1

Hello StackOverflow community!

Struggling new python person here. I have code that did work, until I added more to it and I'm trying to figure out what I did wrong to screw it up. I'm trying to import a file, read the file name, remove columns, reset the index, fill a column with the filename (I need that info later on) and then move on to the next file.

For some reason, it's only importing the LAST file in the folder. I know I've done something wrong.

Any help would be very much appreciated

csvPath = "blahblah"

dfData = pd.DataFrame(['NTLogin', 'Date', '', 'FileName'])

for f in glob.glob(csvPath + "\*.csv"):
        df = pd.read_csv(f)
        filename = (os.path.basename(f))
        df.drop(df.columns[[0,1,3]], axis=1, inplace=True)
        df['ID'] = df['ID'].str.upper()
        df = df.set_index('ID').stack().reset_index()
        df['Filename'] = filename
        dfData = pd.concat([df, dfData], ignore_index=True)
J. Roybomb
  • 65
  • 6
  • I just answered this here: https://stackoverflow.com/questions/71654322/adding-data-to-an-existing-excel-table/71654898#71654898 – pyaj Mar 28 '22 at 23:53

1 Answers1

1

It is processing all the CSVs, when concatenating you are not using your base dataframe (dfData) and just using the the new dataframe (df).

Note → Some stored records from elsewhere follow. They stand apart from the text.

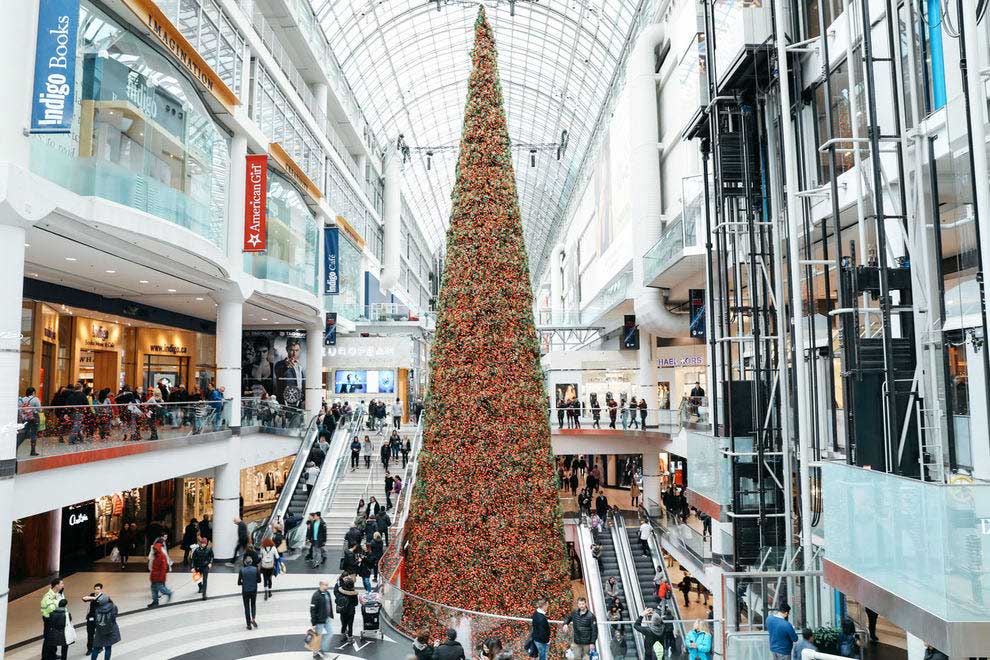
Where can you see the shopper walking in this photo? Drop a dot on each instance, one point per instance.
(540, 630)
(202, 562)
(451, 649)
(248, 578)
(389, 484)
(106, 633)
(29, 413)
(242, 539)
(190, 536)
(397, 414)
(585, 630)
(158, 566)
(54, 643)
(345, 597)
(269, 555)
(320, 615)
(781, 633)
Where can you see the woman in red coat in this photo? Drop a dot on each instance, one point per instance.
(158, 565)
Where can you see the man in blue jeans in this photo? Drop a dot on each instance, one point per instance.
(781, 632)
(541, 628)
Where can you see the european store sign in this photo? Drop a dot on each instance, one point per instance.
(55, 67)
(255, 204)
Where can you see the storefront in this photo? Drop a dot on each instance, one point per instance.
(261, 486)
(66, 344)
(680, 368)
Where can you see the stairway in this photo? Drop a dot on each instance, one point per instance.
(645, 570)
(609, 567)
(358, 484)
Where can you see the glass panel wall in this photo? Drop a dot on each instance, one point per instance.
(292, 239)
(140, 136)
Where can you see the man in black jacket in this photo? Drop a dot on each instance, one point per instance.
(541, 629)
(202, 561)
(316, 536)
(320, 614)
(585, 630)
(451, 649)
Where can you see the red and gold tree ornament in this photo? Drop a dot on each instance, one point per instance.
(485, 532)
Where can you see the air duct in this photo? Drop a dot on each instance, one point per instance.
(392, 215)
(652, 315)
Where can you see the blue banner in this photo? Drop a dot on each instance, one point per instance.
(55, 67)
(331, 246)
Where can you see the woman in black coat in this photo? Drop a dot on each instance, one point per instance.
(106, 632)
(54, 637)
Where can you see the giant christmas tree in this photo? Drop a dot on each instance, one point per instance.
(485, 529)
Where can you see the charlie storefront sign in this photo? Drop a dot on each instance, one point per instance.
(255, 204)
(169, 36)
(55, 66)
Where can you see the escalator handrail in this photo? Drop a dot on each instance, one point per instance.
(656, 554)
(630, 580)
(325, 488)
(264, 530)
(596, 591)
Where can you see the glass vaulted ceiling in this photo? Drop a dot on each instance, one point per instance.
(408, 64)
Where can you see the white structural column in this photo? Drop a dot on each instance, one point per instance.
(314, 368)
(556, 284)
(391, 261)
(227, 485)
(803, 427)
(12, 274)
(17, 32)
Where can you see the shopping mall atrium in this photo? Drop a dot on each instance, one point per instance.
(568, 329)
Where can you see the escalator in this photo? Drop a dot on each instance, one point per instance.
(609, 567)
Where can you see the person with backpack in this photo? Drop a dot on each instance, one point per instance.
(269, 555)
(202, 562)
(158, 566)
(106, 633)
(345, 598)
(699, 642)
(29, 414)
(320, 614)
(248, 578)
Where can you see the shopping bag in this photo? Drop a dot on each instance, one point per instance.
(312, 640)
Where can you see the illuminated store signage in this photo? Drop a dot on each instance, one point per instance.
(255, 204)
(55, 67)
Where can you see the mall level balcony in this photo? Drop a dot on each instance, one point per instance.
(914, 550)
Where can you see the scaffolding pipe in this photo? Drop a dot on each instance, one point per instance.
(804, 423)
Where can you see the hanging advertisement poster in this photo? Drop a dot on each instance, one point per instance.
(272, 363)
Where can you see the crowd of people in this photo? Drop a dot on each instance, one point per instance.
(77, 414)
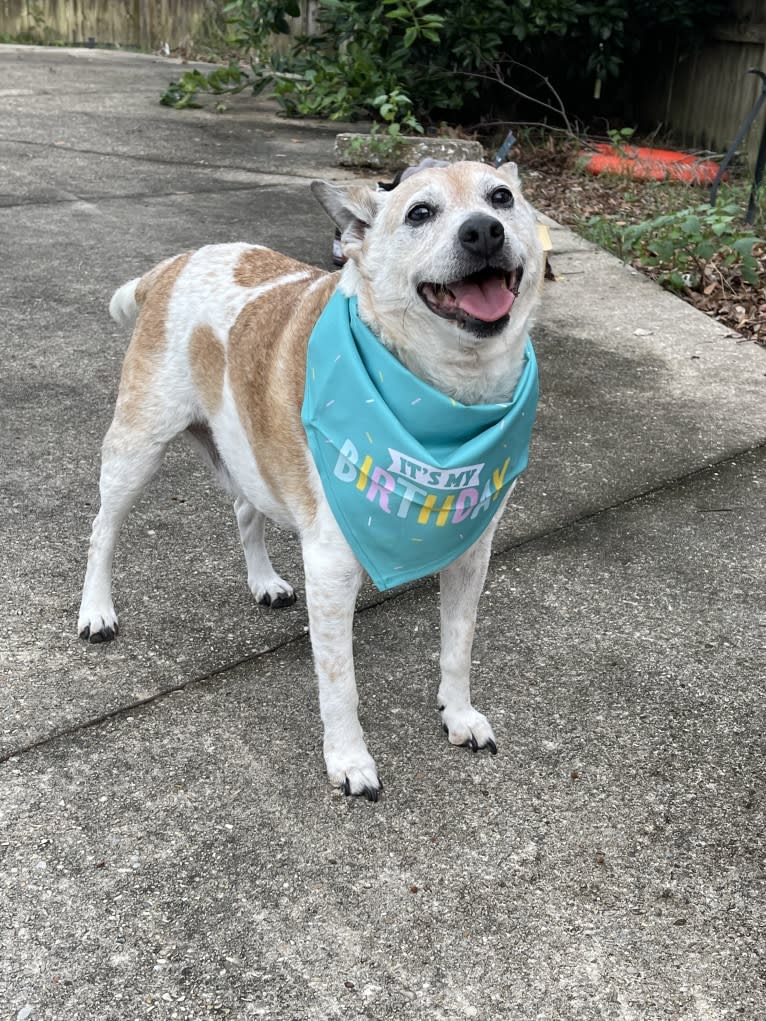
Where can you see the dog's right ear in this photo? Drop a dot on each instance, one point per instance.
(352, 207)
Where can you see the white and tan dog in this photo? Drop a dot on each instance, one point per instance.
(219, 353)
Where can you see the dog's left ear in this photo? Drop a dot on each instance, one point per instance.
(511, 173)
(352, 208)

Also considering the Filename, it will be overwritten everytime. Have it at df to avoid this:

df['Filename'] = filename
dfData = pd.concat([dfData, df], ignore_index=True)

List method

as suggested by pyaj in the comments, you can also use lists to achieve the same thing.

It will look like this:

csvPath = "blahblah"

df_list = []

for f in glob.glob(csvPath + "\*.csv"):
        df = pd.read_csv(f)
        filename = (os.path.basename(f))
        df.drop(df.columns[[0,1,3]], axis=1, inplace=True)
        df['ID'] = df['ID'].str.upper()
        df = df.set_index('ID').stack().reset_index()
        df['Filename'] = filename

        df_list.append(df)

dfData = pd.concat(df_list, ignore_index=True)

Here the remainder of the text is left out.